The CGE will use the Carnegie grant to assist in surveying the current state of graduate education in history, identifying best practices, developing guidelines, and widely disseminating-through reports and other publications-recommendations that will help prepare the history profession to meet its academic and public responsibilities in the coming decade (see the article by Thomas Bender in this issue of Perspectives Online for details of the CGE's plans).

Although the AHA is concerned with the fate of history education at all levels, it is focusing on graduate education for this large-scale study because it is in the graduate schools-as sites of research and sites of teacher training-that the content of history education is formed. The future of undergraduate education is shaped to a large extent by the interests, professional identity, and knowledge that historians acquire in their graduate experience.

The CGE is chaired by Colin Palmer of Princeton University. Thomas Bender of New York University is the secretary. The other members of the committee are Constance Berman (Univ. of Iowa); Ramon Gutierrez (Univ. of California at San Diego); Nadine Ishitani Hata (El Camino Comm. Coll.), representing the Teaching Division; Lynn Hunt (UCLA); Theresa Mah (Bowling Green State Univ), representing the AHA Task Force on Graduate Education; Ernest Simmons (graduate student, Univ. of California at Berkeley); Kristin Stapleton (Univ. of Kentucky).

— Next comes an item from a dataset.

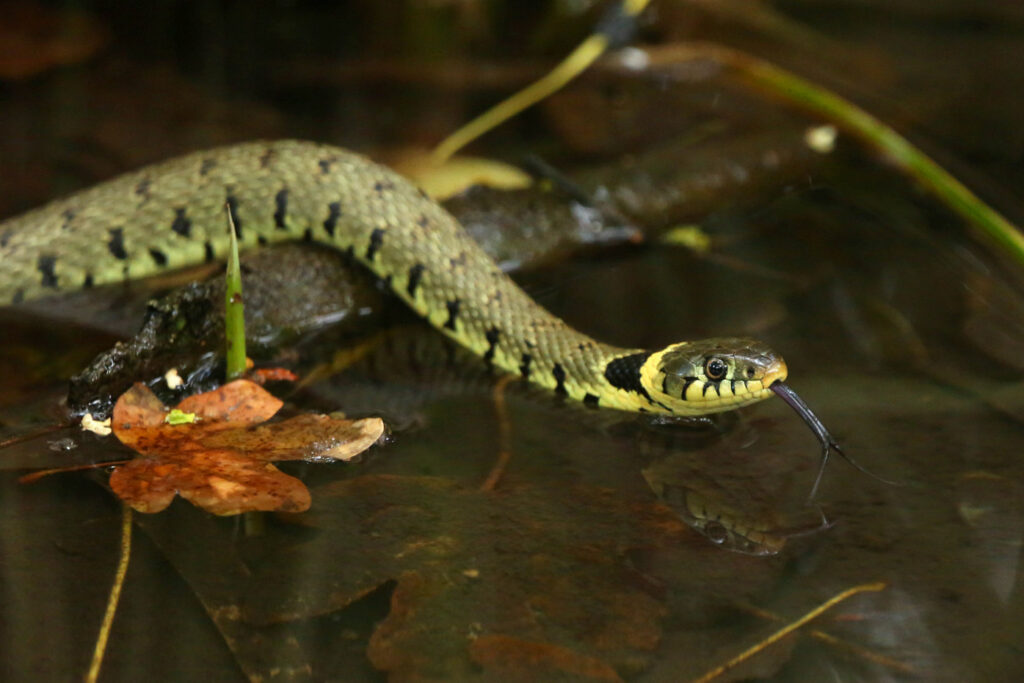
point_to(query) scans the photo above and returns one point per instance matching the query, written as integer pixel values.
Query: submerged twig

Details about the CGE and its work can be obtained from Miriam Hauss, AHA, 400 A St., SE, Washington, DC 20003-3889. E-mail: mhauss@historians.org.

The Carnegie Corporation of New York (http://www.carnegie.org) was created by Andrew Carnegie in 1911 to promote "the advancement and diffusion of knowledge and understanding." As a grant-making foundation, the Corporation seeks to carry out Carnegie's vision of philanthropy, which, he said, should aim "to do real and permanent good in this world."